「邪馬臺(やまと)國=鷹羽國」説
    (福永晋三先生の倭歌が解き明かす古代史)


 「壬申の乱」のあらまし

※ 壬申の乱のあらまし(平成29年11月18日、於 赤村村民センター)講演より

二、斉明天皇と天智称制の謎

 ②漏刻の築造年

 では、斉明六年・天智七年・天智十年のいずれが漏刻建造の
 正しい年であろうか。
 実は、斉明紀・天智紀・天武紀には「記事の重出」が多い。
 漏刻建造に関しては、次の記事がヒントになりそうだ。

(a)(斉明六年、六六〇)「方今謹願、迎百濟國遣侍天朝
 王子豐璋、將爲國主。」云々。送王子豐璋及妻子
 與其叔父忠勝等、其正發遣之時見于七年
(六六一年)

(b)(斉明元年)夏皇祖母尊即天皇位。
  (斉明)七年七月丁巳崩、皇太子素服稱制。

(c)(天智)三年春二月己卯朔丁亥、天皇命大皇弟、
 宣増換冠位階名及氏上・民部・家部等事。

  (この条は全体として、または部分的に天智天皇十年条
   重出しているらしい。〈日本古典文学大系頭注〉)

(a)は、斉明六年(六六〇)に百済の王子豊璋等を本国に帰還させた記事である。だが、直後に「正しい発遣の時は七年に見える」
  ある。一年のズレがある。斉明紀・天智紀・天武紀にはこの一年のズレが多い。斉明六年の漏刻建造記事も斉明七年のようである。

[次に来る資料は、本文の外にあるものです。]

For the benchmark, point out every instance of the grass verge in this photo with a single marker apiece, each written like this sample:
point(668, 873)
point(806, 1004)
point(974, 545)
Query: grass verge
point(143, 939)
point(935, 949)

(b)は、天智称制の記事であり、日本書紀中最も不可解な記事の一である。称制とは、「太后などが天子に代って政令を行うこと。
  制は天子の命。」と大漢和辞典にある。用例として、史記の呂后本紀の
  「今太后称制、王昆弟諸呂、無不可。」
  が挙げられている。称制は摂政ではない。摂政なら斉明即位時に就くはず。斉明の死後、天皇不在のまま称制することは我が国の
  歴史上あり得ない。もし、斉明即位時に天智が称制したなら、斉明七年間は事実上無意味になる。むしろ、斉明元年に天智も即位
  したと考える方が分かりやすい。

(c)は、七年ズレの重出記事の最も著名な例である。日本古典文学大系の『日本書紀』にも詳細な注が施してあり、明らかに同一の   
  記事が天智三年と天智十年に重出しているとある。そもそも、天智十年とは天智が病死する年である。病死の前に、大海人皇子に
  命じて官位を改定させてもほとんど意味がない。

(a)(b)(c)の年代のズレを整理すると上記の表のようになる。つまり、斉明と天智は異なる王朝のそれぞれの天皇であり、同年に
 即位したのではないかということである。斉明が倭国本朝(筑紫国)の天皇で、天智が倭国東朝(豊国)の天皇ではないかということ
 でもある。日本書紀は並立する二人の天皇の年代を無理に縦に一本に繫いだようだ。いわゆる「万世一系」の編年を企てたのではないか。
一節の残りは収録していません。